En ralentissant les négociations, tout en accusant l’Union européenne d’hypocrisie sur l’accord qui pourrait être conclu, l’équipe britannique cherche à justifier à tout prix un hard brexit, finalement peu populaire au sein de la population britannique et surtout des milieux financiers. Les conséquences économiques seraient effectivement considérables, si du jour au lendemain des taxes sont rétablies et que les coopérations sont rompues. La covid-19 vient ici servir d’anti-douleur : toutes les conséquences liées à un hard Brexit pourraient en effet se voir absorber par la crise économique et financière qui a déjà débuté.

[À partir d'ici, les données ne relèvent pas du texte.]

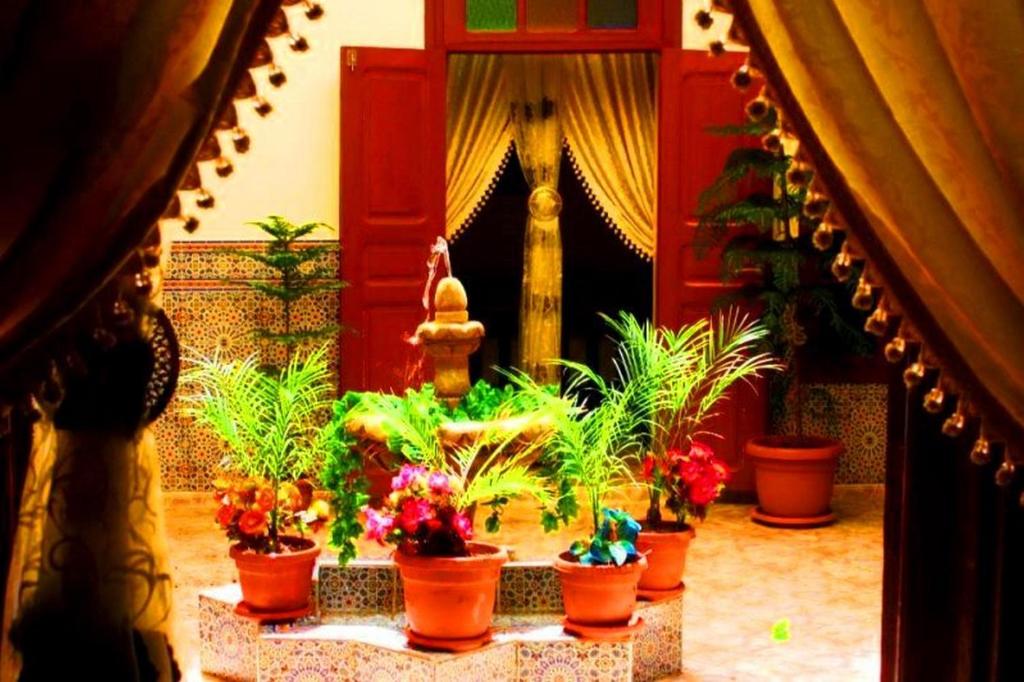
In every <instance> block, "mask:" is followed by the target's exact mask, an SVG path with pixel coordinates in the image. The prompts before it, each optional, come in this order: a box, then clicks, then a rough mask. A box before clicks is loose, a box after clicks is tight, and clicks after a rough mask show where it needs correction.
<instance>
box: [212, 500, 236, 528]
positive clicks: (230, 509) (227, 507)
mask: <svg viewBox="0 0 1024 682" xmlns="http://www.w3.org/2000/svg"><path fill="white" fill-rule="evenodd" d="M236 511H237V510H236V508H234V507H232V506H231V505H221V506H220V509H218V510H217V523H219V524H220V527H222V528H226V527H227V526H229V525H230V524H231V520H232V519H233V518H234V512H236Z"/></svg>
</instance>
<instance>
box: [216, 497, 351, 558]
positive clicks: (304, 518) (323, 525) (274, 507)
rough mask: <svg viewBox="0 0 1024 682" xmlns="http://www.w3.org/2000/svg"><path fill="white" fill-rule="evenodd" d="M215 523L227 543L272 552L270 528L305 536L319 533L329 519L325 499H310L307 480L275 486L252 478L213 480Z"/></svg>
mask: <svg viewBox="0 0 1024 682" xmlns="http://www.w3.org/2000/svg"><path fill="white" fill-rule="evenodd" d="M213 486H214V499H215V500H216V501H217V503H218V505H219V506H218V508H217V514H216V520H217V524H218V525H219V526H220V527H221V528H223V530H224V532H225V535H226V536H227V538H228V540H231V541H234V542H237V543H239V544H240V545H242V547H244V548H245V549H249V550H252V551H254V552H260V553H269V552H271V551H272V547H271V543H272V541H271V538H270V527H271V526H275V527H276V528H278V531H279V532H284V534H288V535H298V536H305V535H307V534H310V532H316V531H317V530H319V529H321V528H322V527H323V526H324V524H325V523H327V521H328V519H329V518H330V512H331V506H330V504H329V503H328V502H327V500H322V499H316V498H315V497H314V496H313V484H312V483H311V482H309V479H307V478H300V479H299V480H297V481H295V482H294V483H293V482H285V483H282V484H281V485H279V486H278V492H276V495H275V494H274V489H273V485H272V484H271V483H269V482H268V481H265V480H259V479H256V478H216V479H214V481H213Z"/></svg>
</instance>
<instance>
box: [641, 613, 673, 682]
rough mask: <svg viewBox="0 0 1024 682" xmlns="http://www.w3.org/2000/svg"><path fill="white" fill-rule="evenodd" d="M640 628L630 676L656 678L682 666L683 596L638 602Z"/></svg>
mask: <svg viewBox="0 0 1024 682" xmlns="http://www.w3.org/2000/svg"><path fill="white" fill-rule="evenodd" d="M637 607H638V609H637V610H638V612H639V613H640V616H641V617H642V619H643V623H644V627H643V630H641V631H640V632H638V633H637V636H636V639H635V640H634V646H633V679H634V680H635V681H636V682H647V681H649V680H659V679H662V678H664V677H666V676H668V675H676V674H678V673H681V672H682V670H683V628H682V624H683V597H682V596H679V597H678V598H676V599H667V600H665V601H659V602H655V603H649V602H640V603H639V604H637Z"/></svg>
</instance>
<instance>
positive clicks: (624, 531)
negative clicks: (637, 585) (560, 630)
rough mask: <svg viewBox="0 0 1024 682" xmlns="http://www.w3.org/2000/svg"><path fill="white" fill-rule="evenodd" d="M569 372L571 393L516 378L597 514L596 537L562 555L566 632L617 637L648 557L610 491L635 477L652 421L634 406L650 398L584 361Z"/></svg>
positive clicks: (571, 545) (628, 619)
mask: <svg viewBox="0 0 1024 682" xmlns="http://www.w3.org/2000/svg"><path fill="white" fill-rule="evenodd" d="M561 364H562V365H563V366H565V367H566V368H567V369H568V372H567V376H566V379H567V380H568V384H567V390H566V394H565V396H558V395H552V393H551V392H550V391H549V390H548V389H547V388H546V387H545V386H541V385H538V384H537V383H535V382H534V380H532V379H530V378H529V377H527V376H525V375H522V374H519V375H515V376H514V377H513V380H514V381H515V382H516V383H517V384H518V385H519V386H521V387H522V388H523V389H524V390H525V391H527V393H528V394H530V395H531V397H532V399H534V400H535V401H536V402H537V403H538V404H539V406H541V411H542V413H543V414H544V415H545V418H546V419H548V420H549V421H550V423H551V425H552V434H551V438H550V441H549V442H548V445H547V452H546V456H547V457H550V458H552V460H553V463H554V466H556V467H557V469H558V473H559V476H560V477H561V478H562V479H563V480H565V481H567V483H568V484H569V485H570V489H571V488H575V487H579V488H582V489H583V491H584V494H585V495H586V498H587V502H588V503H589V504H588V506H589V508H590V513H591V523H592V525H591V528H592V535H591V537H590V538H589V539H588V540H586V541H578V542H574V543H573V544H572V545H571V547H570V548H569V549H568V551H565V552H563V553H561V554H560V555H559V556H558V557H557V558H556V559H555V570H556V571H557V573H558V579H559V582H560V583H561V586H562V601H563V602H564V605H565V630H566V631H567V632H569V633H572V634H575V635H580V636H584V637H588V638H594V639H617V638H620V637H623V636H625V635H627V634H628V633H629V632H631V631H632V630H633V629H634V628H635V627H636V626H637V624H635V623H631V619H632V617H633V611H634V608H635V607H636V598H637V584H638V583H639V581H640V576H641V573H642V572H643V570H644V568H646V567H647V560H646V559H645V558H644V557H643V556H642V555H640V554H639V553H638V552H637V549H636V538H637V534H638V532H639V530H640V524H639V523H637V522H636V521H635V520H634V519H633V518H632V517H630V516H629V514H627V513H626V512H624V511H622V510H617V509H609V508H607V506H606V501H607V498H608V496H609V495H610V494H611V493H612V492H613V491H615V489H616V488H617V487H620V486H622V485H624V484H626V483H630V482H632V476H631V471H630V460H631V459H632V458H633V456H634V453H635V452H636V449H637V446H638V444H639V437H638V433H640V432H641V431H642V429H643V428H644V426H645V424H644V421H643V418H642V417H641V416H639V415H638V411H636V410H634V409H633V407H634V404H635V402H636V400H638V399H642V398H643V396H640V395H635V394H634V392H633V389H634V387H633V386H629V385H628V386H626V387H623V388H615V387H613V386H610V385H608V384H606V383H605V382H604V380H603V379H602V378H601V377H600V376H599V375H596V374H594V373H592V372H590V371H589V370H584V366H579V365H577V364H573V363H566V361H561ZM588 382H593V383H594V387H595V388H596V389H597V391H598V392H599V394H600V396H601V398H602V399H601V401H600V402H599V403H598V404H596V406H593V407H590V408H589V409H587V408H588V406H587V404H586V400H585V399H584V397H583V391H584V390H586V385H587V383H588Z"/></svg>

Cette stratégie qui vise à faire porter toute la responsabilité sur l’UE s’est intensifiée ces dernières semaines. Le secrétaire d’État Michael Gove a notamment accusé l’Union de ne pas être en capacité de protéger les droits des citoyens britanniques résidant dans l’Union européenne, ce qui est un des engagements pris dans le cadre de l’accord de retrait. Dans le même temps David Frost, le négociateur britannique a estimé que c’était le camp européen qui jouait la montre en “conditionnant les négociations à des clauses additionnelles déséquilibrées et imprévues”. On ne peut s’empêcher de penser qu’il est ici fait référence aux discussions autour de la question des level playing fields que le camp britannique ne cesse de rejeter mais qui est bien présente dans la déclaration politique du 17 octobre 2019.

En réalité, les Britanniques cherchent à mettre en quarantaine le cœur des négociations, et cela oblige Michel Barnier à concentrer ses efforts sur l’obtention d’une extension. Il a en effet plaidé à plusieurs reprises dans le bilan du troisième round pour que les deux parties s’entendent sur une telle possibilité afin de pouvoir construire un “partenariat ambitieux”. L’ancien Ministre français a même pris les arguments britanniques au mot près, Boris Johnson a en effet plusieurs fois indiqué que sa vision d’un accord était similaire à celui conclu entre l’Union européenne et le Canada, Michel Barnier a alors rappelé que la conclusion du CETA a pris “des années”.

Cette bataille du temps reste cependant très dangereuse, quand un camp cherche à en perdre l’autre essaie d’en gagner, laissant sur la touche l’enjeu fondamental de cette nouvelle saison du divorce : les relations futures, ne serait-ce pas une amorce de victoire britannique ? En effet on peut penser qu’une fois le 1er juillet passé, l’impossibilité d’obtenir une extension si essentielle aux yeux des européens, donnera à Boris Johnson un avantage dans les négociations qui seront définitivement closes au 31 décembre 2020.

Il ne faudra cependant pas oublier que tous les derniers épisodes du Brexit ont connu un coup d’accélérateur dans les dernières minutes. Aujourd’hui il est nécessaire que les pendules soient remises à l’heure entre les deux équipes de négociations, avant que l’horloge n’en sonne le glas.